The current problems of malignant growth biology, in particular the molecular background of the specific microenvironment of tumor cells and their interaction with stromal cells, which mediates the behavior of tumors and the tumor-host interrelationship were the subject of the International Conference entitled "Tumor Hypoxia and Malignant Progression", a meeting held at the House of Scientists of the NAS of Ukraine in Kyiv, Ukraine, October 1 st to 4 th , 2008. The meeting was hosted by the R.E. Kavetsky Institute of Experimental Pathology, Oncology and Radiobiology of the NAS of Ukraine (IEPOR), and was dedicated to the 90 th Anniversary of the National Academy of Sciences of Ukraine. Over the last years, scientists have focused extensively on the problem of tumor hypoxia as a factor promoting tumor progression. It is known that hypoxia, as a constituent of the tumor cell microenvironment as well as aerobic glycolysis, are important features of malignant tumors. The direct correlation between high levels of hypoxia and tumor aggressiveness has been shown in numerous studies. Therefore, hypoxia is regarded as a factor of unfavorable prognosis. There is a number of different methods available for the evaluation of the level of hypoxia, some of which are being applied in the clinical setting. The stimulating impact of hypoxia and hypoxia-associated proteins on neoangiogenesis and vasculogenesis in tumor tissue has been demonstrated.

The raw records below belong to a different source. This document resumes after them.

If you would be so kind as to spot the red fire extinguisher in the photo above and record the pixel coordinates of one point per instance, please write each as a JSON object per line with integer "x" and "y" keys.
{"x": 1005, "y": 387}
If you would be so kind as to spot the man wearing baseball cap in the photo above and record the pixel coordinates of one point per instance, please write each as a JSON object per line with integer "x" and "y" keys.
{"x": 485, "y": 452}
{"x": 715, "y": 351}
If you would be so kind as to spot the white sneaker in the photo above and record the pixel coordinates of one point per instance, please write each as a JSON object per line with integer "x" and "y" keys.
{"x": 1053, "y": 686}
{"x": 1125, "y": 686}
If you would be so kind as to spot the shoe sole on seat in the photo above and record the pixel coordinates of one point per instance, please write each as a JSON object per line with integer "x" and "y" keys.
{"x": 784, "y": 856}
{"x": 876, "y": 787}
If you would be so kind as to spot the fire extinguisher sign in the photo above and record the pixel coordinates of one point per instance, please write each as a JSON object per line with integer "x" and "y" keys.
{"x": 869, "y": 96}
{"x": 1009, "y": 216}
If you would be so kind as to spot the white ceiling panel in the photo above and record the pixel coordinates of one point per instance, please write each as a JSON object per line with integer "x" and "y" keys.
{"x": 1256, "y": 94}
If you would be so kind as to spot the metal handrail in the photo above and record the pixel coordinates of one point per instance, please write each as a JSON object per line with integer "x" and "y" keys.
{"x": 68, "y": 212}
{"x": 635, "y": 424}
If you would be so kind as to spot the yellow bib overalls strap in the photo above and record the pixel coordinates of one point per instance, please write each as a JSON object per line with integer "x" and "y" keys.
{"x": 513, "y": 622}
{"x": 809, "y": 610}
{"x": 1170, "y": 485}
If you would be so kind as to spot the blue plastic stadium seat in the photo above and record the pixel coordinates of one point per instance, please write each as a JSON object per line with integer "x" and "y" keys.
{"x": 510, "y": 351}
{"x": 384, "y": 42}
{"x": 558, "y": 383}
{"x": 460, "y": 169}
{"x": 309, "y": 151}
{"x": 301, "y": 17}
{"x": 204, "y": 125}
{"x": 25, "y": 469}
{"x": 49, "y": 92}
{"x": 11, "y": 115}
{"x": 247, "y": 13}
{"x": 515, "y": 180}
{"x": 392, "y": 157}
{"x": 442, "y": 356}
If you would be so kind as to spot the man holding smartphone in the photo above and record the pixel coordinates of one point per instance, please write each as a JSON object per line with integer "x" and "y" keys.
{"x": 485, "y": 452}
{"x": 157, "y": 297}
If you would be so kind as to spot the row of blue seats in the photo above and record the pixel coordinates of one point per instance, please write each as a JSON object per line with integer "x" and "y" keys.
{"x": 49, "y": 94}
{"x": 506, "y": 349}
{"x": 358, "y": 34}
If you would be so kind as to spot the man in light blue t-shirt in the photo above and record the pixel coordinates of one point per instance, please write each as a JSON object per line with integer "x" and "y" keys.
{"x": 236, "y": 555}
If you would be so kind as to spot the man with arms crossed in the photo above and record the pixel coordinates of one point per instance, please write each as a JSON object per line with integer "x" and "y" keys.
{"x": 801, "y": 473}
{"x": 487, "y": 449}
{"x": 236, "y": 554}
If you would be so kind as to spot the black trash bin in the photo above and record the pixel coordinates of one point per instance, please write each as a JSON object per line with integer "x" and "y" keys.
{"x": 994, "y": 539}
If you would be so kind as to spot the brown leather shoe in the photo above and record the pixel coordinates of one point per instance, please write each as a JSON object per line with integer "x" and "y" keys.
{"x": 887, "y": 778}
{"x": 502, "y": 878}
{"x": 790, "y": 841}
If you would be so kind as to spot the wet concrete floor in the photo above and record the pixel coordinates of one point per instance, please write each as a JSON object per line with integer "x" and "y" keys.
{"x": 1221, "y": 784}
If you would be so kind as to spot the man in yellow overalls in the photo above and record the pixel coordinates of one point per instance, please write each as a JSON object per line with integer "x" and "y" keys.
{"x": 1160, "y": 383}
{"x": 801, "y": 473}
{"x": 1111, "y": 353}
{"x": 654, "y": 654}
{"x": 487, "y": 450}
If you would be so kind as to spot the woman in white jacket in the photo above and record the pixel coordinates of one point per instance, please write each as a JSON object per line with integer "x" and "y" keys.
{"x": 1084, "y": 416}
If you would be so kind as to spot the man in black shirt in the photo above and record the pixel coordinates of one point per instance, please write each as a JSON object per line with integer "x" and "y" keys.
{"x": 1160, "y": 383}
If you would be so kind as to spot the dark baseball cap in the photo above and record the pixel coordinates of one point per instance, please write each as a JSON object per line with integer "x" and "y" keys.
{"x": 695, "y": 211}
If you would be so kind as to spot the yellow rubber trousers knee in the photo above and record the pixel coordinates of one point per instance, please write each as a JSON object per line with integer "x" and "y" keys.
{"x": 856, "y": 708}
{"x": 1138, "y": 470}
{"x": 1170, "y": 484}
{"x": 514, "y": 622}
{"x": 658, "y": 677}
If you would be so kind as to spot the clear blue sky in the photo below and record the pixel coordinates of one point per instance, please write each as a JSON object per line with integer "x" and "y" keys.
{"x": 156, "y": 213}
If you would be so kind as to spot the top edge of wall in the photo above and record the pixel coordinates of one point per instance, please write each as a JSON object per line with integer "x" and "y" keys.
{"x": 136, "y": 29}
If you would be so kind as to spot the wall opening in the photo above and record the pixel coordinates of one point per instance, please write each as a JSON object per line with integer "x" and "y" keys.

Several studies have focused on the development of agents capable of blocking hypoxia-associated signaling pathways and vasculogenesis in tumor. Recently, the direct association between hypoxia-dependent signaling pathways and expression of factors that mediate inflammation in tumor tissue, in particular tumor-associated macrophages has been shown. To summarize, a better understanding of the relationships between hypoxia-associated signaling pathways, metabolic peculiarities and inflammatory factors that positively influence tumor progression may elucidate not only how the aggressive tumor phenotype is formed but also may assist in the development of new approaches for the treatment of cancer patients.